When it was all over, and the servants had gone out, we
grouped ourselves around the fire, and Ellery Davenport began:
“Cousin Debby, I 'm going to come down handsomely to you.
I admit that your catechism is much better for children than the
one I was brought up on. I was well drilled in the formulas of
the celebrated Assembly of dryvines of Westminster, and dry
enough I found it.
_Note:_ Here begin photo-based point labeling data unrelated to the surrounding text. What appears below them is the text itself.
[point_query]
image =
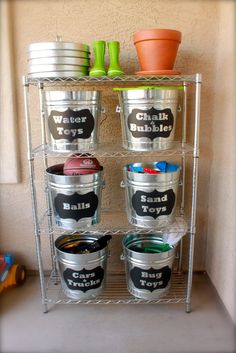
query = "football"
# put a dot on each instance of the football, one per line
(79, 165)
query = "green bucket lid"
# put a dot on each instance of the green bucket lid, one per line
(147, 87)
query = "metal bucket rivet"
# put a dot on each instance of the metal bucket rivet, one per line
(73, 119)
(148, 117)
(150, 198)
(82, 275)
(148, 275)
(76, 199)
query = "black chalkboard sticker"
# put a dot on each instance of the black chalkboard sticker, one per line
(150, 279)
(151, 123)
(76, 206)
(84, 280)
(153, 204)
(70, 124)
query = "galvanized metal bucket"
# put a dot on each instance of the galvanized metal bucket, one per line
(148, 117)
(82, 275)
(150, 198)
(73, 119)
(148, 275)
(75, 200)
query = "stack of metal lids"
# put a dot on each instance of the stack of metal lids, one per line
(58, 59)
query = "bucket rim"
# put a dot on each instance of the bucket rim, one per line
(179, 88)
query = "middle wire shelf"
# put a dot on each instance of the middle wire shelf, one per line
(116, 223)
(116, 150)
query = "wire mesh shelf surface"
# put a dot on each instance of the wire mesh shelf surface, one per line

Now it 's a true proverb, `Call a man a thief,
and he 'll steal'; `give a dog a bad name, and he 'll bite you';
tell a child that he is `a member of Christ, a child of God, and
an inheritor of the kingdom of heaven,' and he feels, to say the
least, civilly disposed towards religion; tell him `he is under
God's wrath and curse, and so made liable to all the miseries of
this life, to death itself, and the pains of hell forever,' because
somebody ate an apple five thousand years ago, and his religious
associations are not so agreeable, — especially if he has the answers
whipped into him, or has to go to bed without his supper
for not learning them.”

“You poor dear!” said the old lady; “did they send you to
bed without your supper? They ought to have been whipped
themselves, every one of them.”

“Well, you see, I was a little fellow when my parents died,
and brought up under brother Jonathan, who was the bluest kind
of blue; and he was so afraid that I should mistake my naturally
sweet temper for religion, that he instructed me daily that I was
a child of wrath, and could n't, and did n't, and never should do
one right thing till I was regenerated, and when that would happen
no mortal knew; so I thought, as my account was going to
be scored off at that time, it was no matter if I did run up a
pretty long one; so I lied and stole whenever it came handy.”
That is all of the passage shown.